You don't need to redeploy edges; the agent re-reads the data-plane endpoint from the manager periodically.

See ONGRID_PUBLIC_URL.

2. Configure a default LLM provider

Out of the box, no provider is configured. The agent will refuse to think.

  1. Settings → Models. Pick one of:
    • OpenAI (gpt-5.4 default)
    • Anthropic (claude-opus-4-7 default)
    • Zhipu (glm-4.7 default)
    • DeepSeek (deepseek-v4-flash default)
    • Gemini (gemini-2.5-pro default)
    • Kimi (kimi-k2.6 default)
    • Custom OpenAI-compatible (vLLM, Ollama, OpenRouter, corporate relay…)
  2. Paste the API key. Optional: override the default model in "Advanced".
  3. Save. Pre-registration is hot — no restart.
  4. On the same page set Default provider to the one you just wired.

Don't mix default_provider and per-route models

The "default" drives back-end LLM calls (alert investigation, translate, summarize). The model picker in the chat header is a per-thread override — useful for "try Opus on this one question" but the site default is what runs for cron jobs and incidents.

See the Routing & default and Budget & limits entries under Models in the sidebar.

3. Configure a notification channel

Even if you don't have alert rules yet, wire one channel so future incidents have somewhere to land.

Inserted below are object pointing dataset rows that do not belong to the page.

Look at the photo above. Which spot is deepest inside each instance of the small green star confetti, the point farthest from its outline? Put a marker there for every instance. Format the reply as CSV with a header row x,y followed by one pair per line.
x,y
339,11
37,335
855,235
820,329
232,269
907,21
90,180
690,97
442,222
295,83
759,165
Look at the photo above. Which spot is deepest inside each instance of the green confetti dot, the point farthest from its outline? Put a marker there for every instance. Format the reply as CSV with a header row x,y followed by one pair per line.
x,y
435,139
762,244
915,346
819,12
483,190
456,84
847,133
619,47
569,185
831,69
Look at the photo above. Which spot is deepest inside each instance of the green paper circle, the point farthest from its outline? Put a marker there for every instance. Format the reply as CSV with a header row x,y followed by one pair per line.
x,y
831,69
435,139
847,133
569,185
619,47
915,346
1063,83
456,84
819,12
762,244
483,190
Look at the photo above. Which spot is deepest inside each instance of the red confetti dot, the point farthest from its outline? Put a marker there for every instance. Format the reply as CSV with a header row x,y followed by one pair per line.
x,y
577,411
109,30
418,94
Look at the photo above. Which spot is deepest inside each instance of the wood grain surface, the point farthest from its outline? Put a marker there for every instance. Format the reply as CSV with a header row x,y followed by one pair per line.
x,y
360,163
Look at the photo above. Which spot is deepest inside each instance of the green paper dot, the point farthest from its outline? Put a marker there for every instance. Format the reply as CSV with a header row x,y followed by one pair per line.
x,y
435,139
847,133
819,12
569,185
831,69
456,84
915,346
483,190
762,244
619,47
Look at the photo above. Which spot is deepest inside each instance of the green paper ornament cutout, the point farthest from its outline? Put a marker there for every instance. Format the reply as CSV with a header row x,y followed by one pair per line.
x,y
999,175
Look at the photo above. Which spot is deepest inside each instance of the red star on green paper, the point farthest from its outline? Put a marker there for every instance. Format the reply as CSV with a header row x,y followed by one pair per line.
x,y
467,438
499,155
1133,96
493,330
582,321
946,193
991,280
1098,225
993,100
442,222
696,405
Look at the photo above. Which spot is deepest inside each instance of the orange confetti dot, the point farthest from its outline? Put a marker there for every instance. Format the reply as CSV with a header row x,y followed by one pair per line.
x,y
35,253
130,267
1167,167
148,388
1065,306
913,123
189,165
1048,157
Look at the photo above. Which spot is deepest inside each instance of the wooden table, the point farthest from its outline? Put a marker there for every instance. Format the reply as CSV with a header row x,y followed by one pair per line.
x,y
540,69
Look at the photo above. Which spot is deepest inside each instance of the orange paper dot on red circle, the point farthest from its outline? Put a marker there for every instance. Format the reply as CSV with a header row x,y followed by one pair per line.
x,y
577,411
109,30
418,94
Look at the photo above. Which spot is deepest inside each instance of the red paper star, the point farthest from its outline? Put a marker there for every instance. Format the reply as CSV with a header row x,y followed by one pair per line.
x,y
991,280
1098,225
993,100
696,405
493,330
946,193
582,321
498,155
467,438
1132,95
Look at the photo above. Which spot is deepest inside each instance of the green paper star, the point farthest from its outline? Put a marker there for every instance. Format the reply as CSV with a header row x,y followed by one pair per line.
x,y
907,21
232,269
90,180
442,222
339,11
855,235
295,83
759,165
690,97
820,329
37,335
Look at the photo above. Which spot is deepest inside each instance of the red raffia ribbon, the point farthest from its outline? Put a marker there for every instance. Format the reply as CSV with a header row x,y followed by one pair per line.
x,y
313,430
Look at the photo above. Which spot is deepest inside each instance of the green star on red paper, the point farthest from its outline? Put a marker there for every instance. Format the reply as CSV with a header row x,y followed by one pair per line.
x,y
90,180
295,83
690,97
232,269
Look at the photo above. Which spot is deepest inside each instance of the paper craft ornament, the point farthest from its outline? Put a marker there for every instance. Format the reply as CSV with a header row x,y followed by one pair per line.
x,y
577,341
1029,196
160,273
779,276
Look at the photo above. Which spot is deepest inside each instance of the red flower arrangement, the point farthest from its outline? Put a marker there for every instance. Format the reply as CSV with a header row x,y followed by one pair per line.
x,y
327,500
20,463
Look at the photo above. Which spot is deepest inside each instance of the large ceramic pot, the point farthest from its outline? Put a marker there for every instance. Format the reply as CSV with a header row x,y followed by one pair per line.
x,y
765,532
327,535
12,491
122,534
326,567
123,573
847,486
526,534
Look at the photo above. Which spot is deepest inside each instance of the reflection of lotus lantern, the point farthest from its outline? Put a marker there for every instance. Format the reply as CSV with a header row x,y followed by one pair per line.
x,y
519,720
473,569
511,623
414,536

The recommended starter pair:

  • Webhook channel to a generic incoming-webhook collector (you can always remove it later) — proves the notification path works.
  • One IM channel — Telegram is the easiest because you only need a bot token and a chat ID; Slack/Lark/DingTalk/WeCom take more setup.

See channels overview.

4. Set the manager timezone

Time stamps in incident timelines and alert events follow the manager's timezone. Default is UTC inside the container; for a UI that matches your team:

bash
# Set TZ in compose env. Edit /opt/ongrid/docker-compose.yml or drop a
# /opt/ongrid/docker-compose.override.yml with:
services:
  ongrid:
    environment:
      TZ: Asia/Shanghai
bash
sudo docker compose -f /opt/ongrid/docker-compose.yml --env-file /opt/ongrid/.env up -d ongrid

For the AI output locale (does the LLM answer in English or Chinese), set ONGRID_DEFAULT_LOCALE. Default en; valid values match your UI translations (en, zh-CN, ja, …). Channels can override per-channel; manual UI requests follow Accept-Language.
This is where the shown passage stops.